Germany could become far more influential in Europe as German ministers could take two of the upcoming top jobs. Manfred Weber could take over as President of the European Commission and Jens Weidmann chairing the ECB. Germany has tended to be on the more hawkish side when it comes to monetary policy. Europe continues to have its internal battles as Italy looks to be fined 3.5bn euros for failing to reign in its debt by the European Commission.
Equity markets across the globe were mixed on the return from the one-day holiday. The S&P 500 will finish the month, most likely, something around 4% down from its highs. Sell in May and go away apparently working for this month at least.

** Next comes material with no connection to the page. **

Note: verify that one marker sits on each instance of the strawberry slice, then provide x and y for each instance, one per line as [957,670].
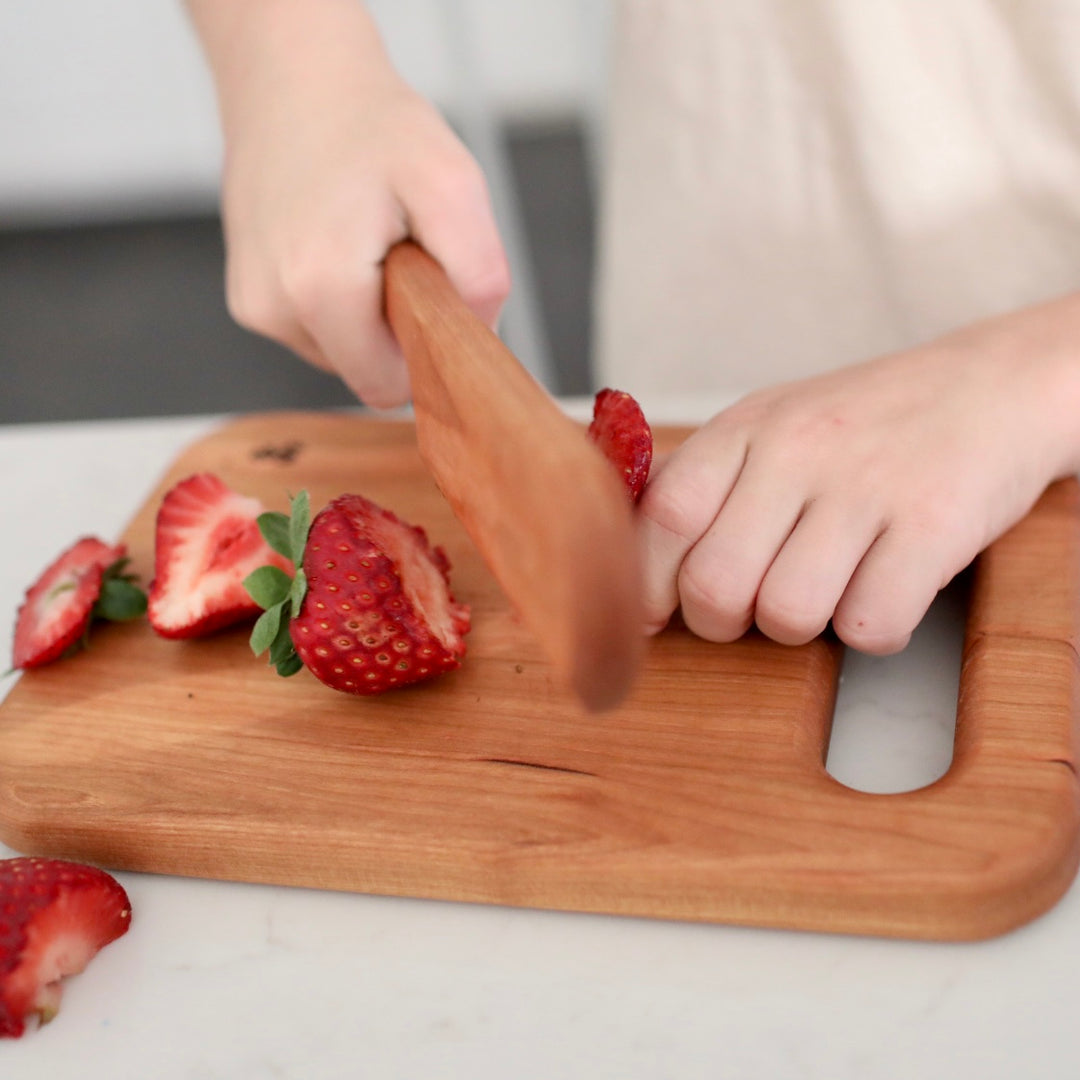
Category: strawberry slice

The bears will now point to the weakness in recent economic data, mainly as a result of the breakdown of trade talks with China. With hindsight, it was surprising how convinced equity investors were that two such egotists would not clash at some point. This weakness has not yet been reflected in earnings forecasts as analysts remain behind the curve. Stock market performance is about earnings, so further weakness in equity prices through the summer months could continue. The flip side is equity sentiment has turned bearish delving deeper into the fear territory. We have also noted fund flows out have equities have been continuing.
The performance of the stock market has dominated president Trump's reign. He will not want to see the index enter a major reverse into his time for re-election. He may be starting to feel under more pressure to find a deal as his term comes to an end.